Municipalities play a key role in and have a duty to provide various public services. Because of this, municipalities also maintain data networks that are used to process and manage large volumes of various types of data. The more public services continue to digitalise, the more important it becomes to take proper care of the cyber security of online services, data networks and information pools. The single most important information security act for an organisation is to be aware of the current level of their information security. This awareness serves as the basis for determining what should be improved. However, after this, you also need to follow through on the necessary development measures.

Traficom’s National Cyber Security Centre Finland provides municipalities with access to several free-of-charge services for developing and improving their cyber and information security. These services have been, and continue to be, developed in collaboration with municipalities to ensure that they serve their users in the best possible manner. Other parties involved in the development and implementation of these services include the National Emergency Supply Agency and the Ministry of Finance.

The Hyöky service being launched in September 2023 is a free-of-charge and easy-to-use service that municipalities can use to map their attack surfaces on public networks. This information can help municipalities secure their operating capability and services.
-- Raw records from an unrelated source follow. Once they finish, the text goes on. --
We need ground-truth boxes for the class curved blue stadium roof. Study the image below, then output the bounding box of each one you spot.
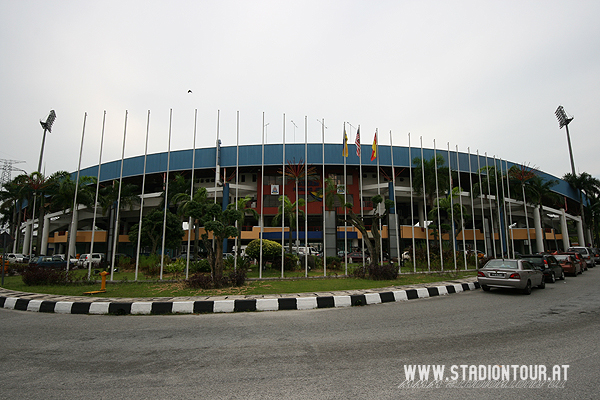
[74,143,579,201]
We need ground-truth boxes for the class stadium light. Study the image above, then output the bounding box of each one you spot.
[554,106,576,177]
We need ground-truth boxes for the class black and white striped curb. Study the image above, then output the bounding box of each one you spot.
[0,282,480,315]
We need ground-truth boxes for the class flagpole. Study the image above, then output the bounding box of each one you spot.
[258,111,265,278]
[504,160,512,258]
[317,118,327,276]
[420,136,431,272]
[433,139,444,271]
[233,111,239,271]
[483,152,496,258]
[456,145,467,270]
[494,155,505,258]
[88,110,106,279]
[408,132,417,272]
[467,147,479,262]
[390,129,402,273]
[302,115,308,278]
[344,122,348,276]
[375,128,382,265]
[110,110,128,281]
[160,108,173,281]
[134,110,151,281]
[448,142,458,271]
[356,125,365,268]
[185,108,198,279]
[281,113,292,278]
[498,158,510,256]
[67,112,86,273]
[477,149,488,255]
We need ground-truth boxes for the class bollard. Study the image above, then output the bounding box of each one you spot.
[100,271,108,292]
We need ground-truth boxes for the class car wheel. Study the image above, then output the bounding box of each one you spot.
[538,280,556,289]
[523,281,531,294]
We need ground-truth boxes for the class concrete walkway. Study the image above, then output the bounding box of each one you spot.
[0,277,479,315]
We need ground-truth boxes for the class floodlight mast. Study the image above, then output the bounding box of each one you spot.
[554,106,576,177]
[38,110,56,172]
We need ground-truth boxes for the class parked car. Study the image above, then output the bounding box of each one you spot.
[6,253,29,264]
[29,256,75,269]
[346,251,369,263]
[590,247,600,265]
[54,254,79,264]
[555,251,587,273]
[521,254,565,283]
[477,258,546,294]
[567,246,596,268]
[554,254,583,276]
[77,253,104,268]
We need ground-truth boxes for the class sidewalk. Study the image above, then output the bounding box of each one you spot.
[0,277,479,315]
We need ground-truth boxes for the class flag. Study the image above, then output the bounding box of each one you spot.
[371,132,377,161]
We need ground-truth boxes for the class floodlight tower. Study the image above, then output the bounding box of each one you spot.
[38,110,56,172]
[554,106,576,177]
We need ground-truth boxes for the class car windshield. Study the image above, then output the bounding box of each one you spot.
[484,260,519,269]
[522,257,544,265]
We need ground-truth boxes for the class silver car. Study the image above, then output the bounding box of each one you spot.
[477,259,546,294]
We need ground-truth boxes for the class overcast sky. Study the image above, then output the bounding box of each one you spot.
[0,0,600,178]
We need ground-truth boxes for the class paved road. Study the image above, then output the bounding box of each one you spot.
[0,267,600,400]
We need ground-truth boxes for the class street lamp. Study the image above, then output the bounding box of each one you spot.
[38,110,56,172]
[554,106,575,177]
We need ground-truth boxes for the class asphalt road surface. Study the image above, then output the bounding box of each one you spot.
[0,267,600,400]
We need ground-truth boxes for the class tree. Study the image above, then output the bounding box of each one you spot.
[413,154,450,210]
[186,187,242,287]
[325,178,394,266]
[94,180,140,260]
[273,196,305,253]
[129,209,183,254]
[429,187,470,247]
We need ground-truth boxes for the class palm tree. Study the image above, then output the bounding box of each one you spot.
[278,159,318,247]
[273,196,305,253]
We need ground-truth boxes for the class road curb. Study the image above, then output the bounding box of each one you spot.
[0,281,480,315]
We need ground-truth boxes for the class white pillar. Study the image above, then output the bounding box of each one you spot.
[23,219,33,254]
[40,216,50,255]
[533,205,545,253]
[560,208,571,251]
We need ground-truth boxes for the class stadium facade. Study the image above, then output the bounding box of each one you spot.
[22,143,586,257]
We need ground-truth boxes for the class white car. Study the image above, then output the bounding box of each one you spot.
[77,253,104,268]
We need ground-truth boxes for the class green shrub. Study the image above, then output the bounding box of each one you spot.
[139,254,160,277]
[190,259,210,274]
[164,258,186,276]
[246,239,281,260]
[21,267,69,286]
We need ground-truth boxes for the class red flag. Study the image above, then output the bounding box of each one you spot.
[371,132,377,161]
[354,126,360,158]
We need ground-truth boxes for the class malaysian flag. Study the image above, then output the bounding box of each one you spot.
[354,126,360,158]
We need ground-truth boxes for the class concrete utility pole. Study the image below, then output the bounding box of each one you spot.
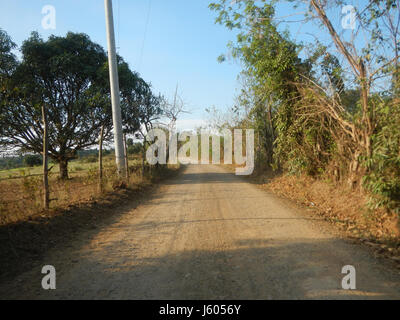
[104,0,126,177]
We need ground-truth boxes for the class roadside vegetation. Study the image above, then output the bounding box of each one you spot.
[0,29,183,225]
[209,0,400,254]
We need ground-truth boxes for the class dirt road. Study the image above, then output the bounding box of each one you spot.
[0,166,400,299]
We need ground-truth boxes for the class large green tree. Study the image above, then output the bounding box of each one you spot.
[0,33,111,179]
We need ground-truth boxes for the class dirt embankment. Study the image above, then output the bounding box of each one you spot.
[249,171,400,268]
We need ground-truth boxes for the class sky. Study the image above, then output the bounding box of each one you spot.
[0,0,241,129]
[0,0,364,130]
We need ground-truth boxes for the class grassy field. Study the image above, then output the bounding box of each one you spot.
[0,155,141,180]
[0,155,161,224]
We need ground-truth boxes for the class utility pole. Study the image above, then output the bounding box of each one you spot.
[104,0,126,178]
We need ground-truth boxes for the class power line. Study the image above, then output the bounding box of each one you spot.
[138,0,151,72]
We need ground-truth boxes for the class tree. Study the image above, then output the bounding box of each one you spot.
[0,32,111,179]
[24,154,42,167]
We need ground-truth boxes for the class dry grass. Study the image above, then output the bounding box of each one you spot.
[0,157,178,225]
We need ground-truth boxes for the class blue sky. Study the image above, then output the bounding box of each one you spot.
[0,0,364,129]
[0,0,244,127]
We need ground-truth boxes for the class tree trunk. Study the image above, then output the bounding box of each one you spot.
[59,159,68,180]
[42,105,50,210]
[142,137,146,179]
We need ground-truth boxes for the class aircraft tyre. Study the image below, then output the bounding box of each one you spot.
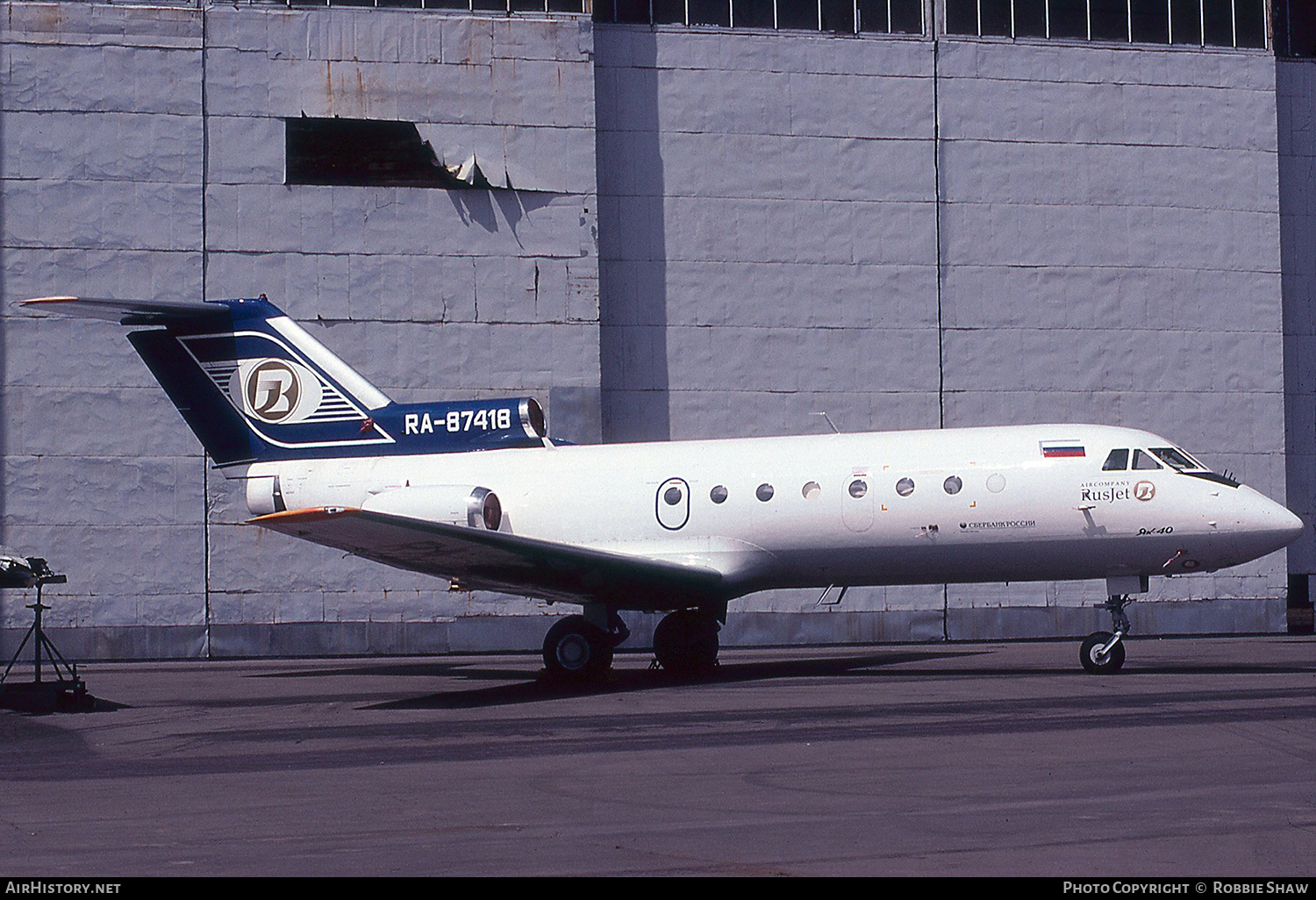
[1078,632,1124,675]
[544,616,615,682]
[654,610,719,675]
The larger the attack surface, the greater the risk that malicious actors can gain access to critical ICT assets.

Read more about the subject in our article here (External link)(in Finnish).

Data breaches and phishing made for stormy Cyber Weather in August

The Cyber Weather in August was rainy, perhaps heralding the upcoming autumn. Phishing attacks were frequent, and the Citrix Netscaler vulnerability led to several data breaches in Finland. The exploitation of the vulnerability seemed to have been swift and automated. This is yet another great example of why you should always install patches and updates as soon as they become available.

Read the full Cyber Weather report here (External link)(in Finnish).


CVE: CVE-2023-4863 and CVE-2023-4863
CVSS: Not known
What: Critical vulnerabilities in Google Chrome browser
Product: Google Chrome
Fix: Update Chrome

CVE: CVE-2023-36761 
CVSS: 6.2
What: Already exploited vulnerability in Microsoft Word
Product: Microsoft Word
Fix: Update to the latest version

Microsoft also released other updates and patches on Patch Tuesday, which you can read more about here (External link).

CVE: CVE-2023-30908, CVE-2023-2650, CVE-2022-4304
CVSS: 9.8
What: Critical vulnerability in HPE OneView software
Product: HPE OneView
Fix: Update HPE OneView

CVE: CVE-2023-4863
CVSS: Not known
What: Critical vulnerability in Mozilla Firefox browser
Product: Mozilla Firefox
Fix: Update Firefox

About The Weekly Review

This is the weekly review of the National Cyber Security Centre Finland (NCSC-FI) (reporting period 8–14 September 2023). The purpose of the weekly review is to share information about current cyber phenomena. The weekly review is intended for a wide audience, from cyber security specialists to regular citizens.